Men, as you might expect, were generally more interested in sports than women, but the differences weren’t huge. And football’s dominance extends to both genders.

For example, 53 percent of women in the Washington area say they care about the NFL, with 25 percent saying they care “a great deal.” Both numbers were far higher than the percentage of men who say they care at all or a great deal about the NHL, NBA, Major League Baseball or professional soccer. (For each of those sports, less than 40 percent of area men say they care.)

This is reflected in the stands at FedEx Field, and by the makeup of my Twitter followers, many of whom are women, many of whom know an awful lot about football.

Those facts, though, might surprise folks at the Redskins new women’s club, WOW! (Women of Washington Redskins). The group’s Web site evidently assumes that women have the general football knowledge of toddlers, or possibly space aliens from Neptune who believe football fields are ancient striped burial grounds meant to preserve the souls of baby goats.

“Women may make up 44% of the Redskins fan base, but we’re sure there are ladies out there dying to get into the game if only they could understand it!” the site reads

If only!

Follow the link, and you’ll find a guide to NFL football. It starts like this. 

“One 11-man team has possession of the football. It is called the offense and it tries to advance the ball down the field-by running with the ball or throwing it — and score points by crossing the goal line and getting into an area called the end zone.” 

(Somebody may want to show this guide to the Redskins, who seem largely unfamiliar with that very exciting-sounding area.)
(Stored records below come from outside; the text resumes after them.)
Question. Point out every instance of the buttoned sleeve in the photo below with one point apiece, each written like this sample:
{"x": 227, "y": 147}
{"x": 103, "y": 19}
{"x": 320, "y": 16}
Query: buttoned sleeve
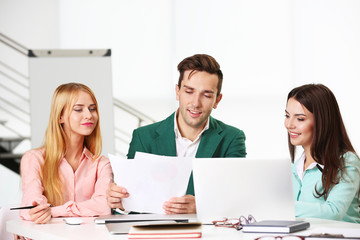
{"x": 342, "y": 202}
{"x": 32, "y": 188}
{"x": 97, "y": 204}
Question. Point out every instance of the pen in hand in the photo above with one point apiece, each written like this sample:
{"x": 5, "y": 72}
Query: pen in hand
{"x": 27, "y": 207}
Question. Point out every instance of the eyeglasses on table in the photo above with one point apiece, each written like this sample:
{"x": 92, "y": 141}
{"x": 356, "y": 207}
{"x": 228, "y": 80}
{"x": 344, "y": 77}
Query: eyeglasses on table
{"x": 236, "y": 223}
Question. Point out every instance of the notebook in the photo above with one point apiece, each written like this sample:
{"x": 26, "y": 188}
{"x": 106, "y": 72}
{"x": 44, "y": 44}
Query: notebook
{"x": 165, "y": 231}
{"x": 144, "y": 218}
{"x": 234, "y": 187}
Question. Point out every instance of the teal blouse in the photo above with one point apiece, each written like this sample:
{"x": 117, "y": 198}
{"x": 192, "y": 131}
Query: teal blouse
{"x": 342, "y": 203}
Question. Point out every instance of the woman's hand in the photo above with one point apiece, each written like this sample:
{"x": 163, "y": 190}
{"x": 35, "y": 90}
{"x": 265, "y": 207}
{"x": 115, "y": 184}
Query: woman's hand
{"x": 114, "y": 194}
{"x": 185, "y": 204}
{"x": 41, "y": 213}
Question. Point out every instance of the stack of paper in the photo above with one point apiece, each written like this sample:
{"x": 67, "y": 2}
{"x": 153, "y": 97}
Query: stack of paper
{"x": 151, "y": 180}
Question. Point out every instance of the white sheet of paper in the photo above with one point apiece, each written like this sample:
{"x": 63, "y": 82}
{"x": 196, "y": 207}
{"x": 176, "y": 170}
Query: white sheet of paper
{"x": 151, "y": 180}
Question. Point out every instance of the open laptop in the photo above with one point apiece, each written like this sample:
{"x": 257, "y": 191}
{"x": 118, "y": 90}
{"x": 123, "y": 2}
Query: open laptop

“The other team (also with 11 players) is called the defense,” the guide continues, gently dislodging brain cells from your head and swatting them merrily into the atmosphere. “It tries to stop the offensive team and make it give up possession of the ball. If the team with the ball does score or is forced to give up possession, the offensive and defensive teams switch roles (the offensive team goes on defense and the defensive team goes on offense). And so on, back and forth, until all four quarters of the game have been played.” 

By now, if you’re a woman, you’re probably curious about that funny surface those strange and scary men are running around on. Like, why is it green? Isn’t that so silly! Feel free to sit down and have a Diet Coke, if all this complicated manly stuff is making your poor head hurt! 

“Little white markings on the field called yard markers help the players, officials, and the fans keep track of the ball,” the guide explains. “Probably the most important part of the field is the end zone. It's an additional 10 yards on each end of the field. This is where the points add up! When the offense — the team with possession of the ball — gets the ball into the opponent's end zone, they score points.” 

Among other highlights, the guide also tells its female and space-alien readership that “the object of the game is to score the most points,” that “a touchdown is the biggest single score in a football game,” and that the quarterback is “a man of many talents — he not only throws the ball, he outlines each play to his team.”

(Nowhere does the guide suggest that, for some accursed teams, the quarterback is not, in fact, a man of many talents.) 

There is also a glossary, if you’re “tired of football sounding like a foreign language.” “Game Clock,” for example, is defined as the “scoreboard game clock,” while “Unsportsmanlike Conduct” is “any act contrary to the generally understood principles of sportsmanship.” 

Look, I have no problem with reaching out to new fans. I just don’t see why you’d aim such a kindergarten-style look at America’s favorite sport toward an entire gender, as opposed to, say, unfrozen 16th century Swedes, or cute kittens, or especially bright pieces of cardboard.

Plus, many of these terms are completely unnecessary for a fledgling Redskins fan. “Touchdown,” for example.